† Centre for Hydrogen and Fuel Cell Research, School of Chemical Engineering, University of Birmingham, Birmingham B15 2TT, United Kindgom
‡ Nanoscale Physics Research Laboratory, School of Physics and Astronomy, University of Birmingham, Birmingham B15 2TT, United Kindgom
§ Teer Coatings Ltd., Berry Hill Industrial Estate, Droitwich, Worcestershire WR9 9AS, United Kindgom
ACS Catal., 2016, 6 (9), pp 6008–6017
Publication Date (Web): August 2, 2016
Copyright © 2016 American Chemical Society
This report focuses on a novel strategy for the preparation of transition metal–MoS2 hybrid nanoclusters based on a one-step, dual-target magnetron sputtering, and gas condensation process demonstrated for Ni-MoS2. Aberration-corrected STEM images coupled with EDX analysis confirms the presence of Ni and MoS2 in the hybrid nanoclusters (average diameter = 5.0 nm, Mo:S ratio = 1:1.8 ± 0.1). The Ni-MoS2 nanoclusters display a 100 mV shift in the hydrogen evolution reaction (HER) onset potential and an almost 3-fold increase in exchange current density compared with the undoped MoS2 nanoclusters, the latter effect in agreement with reported DFT calculations.

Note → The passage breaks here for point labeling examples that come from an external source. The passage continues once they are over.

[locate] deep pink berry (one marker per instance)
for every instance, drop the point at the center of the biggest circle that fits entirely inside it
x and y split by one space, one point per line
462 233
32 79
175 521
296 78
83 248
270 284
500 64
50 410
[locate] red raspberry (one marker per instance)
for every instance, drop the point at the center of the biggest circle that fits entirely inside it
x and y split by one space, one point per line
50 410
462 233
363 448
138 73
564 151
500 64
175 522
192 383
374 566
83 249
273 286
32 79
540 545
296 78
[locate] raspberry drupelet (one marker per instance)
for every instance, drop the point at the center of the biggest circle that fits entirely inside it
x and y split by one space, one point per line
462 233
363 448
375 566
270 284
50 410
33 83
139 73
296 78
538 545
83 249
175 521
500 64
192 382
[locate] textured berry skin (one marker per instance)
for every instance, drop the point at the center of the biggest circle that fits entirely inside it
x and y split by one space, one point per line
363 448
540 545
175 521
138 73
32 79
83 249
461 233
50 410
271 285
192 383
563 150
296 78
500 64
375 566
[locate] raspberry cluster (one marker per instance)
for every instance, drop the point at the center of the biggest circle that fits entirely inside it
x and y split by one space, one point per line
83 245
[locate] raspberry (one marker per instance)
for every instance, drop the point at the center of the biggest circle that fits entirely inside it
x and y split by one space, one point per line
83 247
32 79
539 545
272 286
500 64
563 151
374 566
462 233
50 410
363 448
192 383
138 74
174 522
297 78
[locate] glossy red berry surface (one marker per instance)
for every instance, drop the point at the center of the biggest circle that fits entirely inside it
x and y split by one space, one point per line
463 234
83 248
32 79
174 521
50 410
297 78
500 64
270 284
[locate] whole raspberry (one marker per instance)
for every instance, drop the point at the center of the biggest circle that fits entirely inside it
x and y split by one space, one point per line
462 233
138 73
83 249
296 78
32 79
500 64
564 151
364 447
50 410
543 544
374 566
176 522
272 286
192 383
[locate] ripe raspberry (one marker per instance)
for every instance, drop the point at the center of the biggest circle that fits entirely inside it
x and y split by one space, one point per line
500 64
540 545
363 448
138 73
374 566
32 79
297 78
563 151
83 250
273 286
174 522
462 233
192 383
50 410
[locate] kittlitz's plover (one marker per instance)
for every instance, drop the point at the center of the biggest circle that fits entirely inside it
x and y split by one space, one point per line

This activity is only reached after air exposure of the Ni-MoS2 hybrid nanoclusters, suggested by XPS measurements to originate from a Ni dopant atoms oxidation state conversion from metallic to 2+ characteristic of the NiO species active to the HER. Anodic stripping voltammetry (ASV) experiments on the Ni-MoS2 hybrid nanoclusters confirm the presence of Ni-doped edge sites and reveal distinctive electrochemical features associated with both doped Mo-edge and doped S-edge sites which correlate with both their thermodynamic stability and relative abundance.